Aznar supo transformar
magistralmente el colosal rechazo a ETA en una gran hegemonía de los postulados
del PP, que ahora se tambalean, aunque siguen perdurando. Los postulados de
esta hegemonía implicaron la desautorización ética del nacionalismo vasco y
catalán, de la que el frustrado Estatut nuevo y el actual proceso independentista
son efectos rebote. ETA, con aquel cruel asesinato, perdió toda credibilidad,
mientras que el PP, apropiándose de aquel mártir que suscitaba afecto y
compasión generales, no desaprovechó la ocasión para construir un templo
particular de obligado cumplimiento colectivo. Desde entonces, en España, sólo
merecen respeto las víctimas de ETA. Las víctimas anteriores han quedado
invisibilizadas por la ley de Amnistía de 1977. Las del atentado islamista de
Atocha o las del metro de Valencia fueron obscenamente despreciadas. Y no
hablemos de las víctimas políticas de extramuros, como el pancatalanista
Agulló: consideradas espurias, su drama ha sido silenciado.
Como se vio el otro día, en Madrid,
durante el homenaje a Blanco, gracias a la beatificación institucional de las víctimas
de ETA, el Partido Popular cuenta con una fuerza de choque muy eficaz.
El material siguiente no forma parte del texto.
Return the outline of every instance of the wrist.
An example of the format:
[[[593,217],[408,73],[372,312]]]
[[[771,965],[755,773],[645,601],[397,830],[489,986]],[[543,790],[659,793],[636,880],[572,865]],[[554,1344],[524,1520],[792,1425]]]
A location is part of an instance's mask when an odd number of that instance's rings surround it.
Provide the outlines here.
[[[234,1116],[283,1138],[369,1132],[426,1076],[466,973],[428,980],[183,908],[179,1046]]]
Es una
fuerza que llega a pasar por encima de Manuela Carmena, que en enero de 1977
salvó la vida, por casualidad, en el célebre atentado de Atocha en el que
murieron sus compañeros abogados laboralistas, en un atentado del franquismo
policial que se resistía a cambiar de camisa.
Sobre el altar selectivo de las
víctimas no se construirá nada que valga la pena, en España. El sentimiento
positivo de rechazo al asesinato de Miguel Ángel Blanco habría podido servir
para propugnar una piedad patriótica compartida. Sirvió para construir la
hegemonía política del PP. Más allá de la feliz rendición de ETA, el 20.º
aniversario del asesinato de Blanco nos recuerda que estamos donde estábamos:
una visión de España pugna por imponerse a las otras. Estamos más lejos que
nunca de “la limosna mutua de perdón y tolerancia” que Salvador Espriu, en su
versión del mito de Antígona, pedía para esta tórrida, erosionada y sufrida
Piel de Toro.
Opinión:
Solo decir que el artículo de Antoni Puigverd me parece
categórico, no se puede describir mejor la opinión en la que muchas víctimas
coincidimos. Y que esa opinión la pueda hacer pública alguien que conoce muy
bien la labor desarrollada por unas pocas víctimas le da toda la credibilidad
posible a sus palabras.
Porque hy mucho sufrimiento que todavía exige reparación.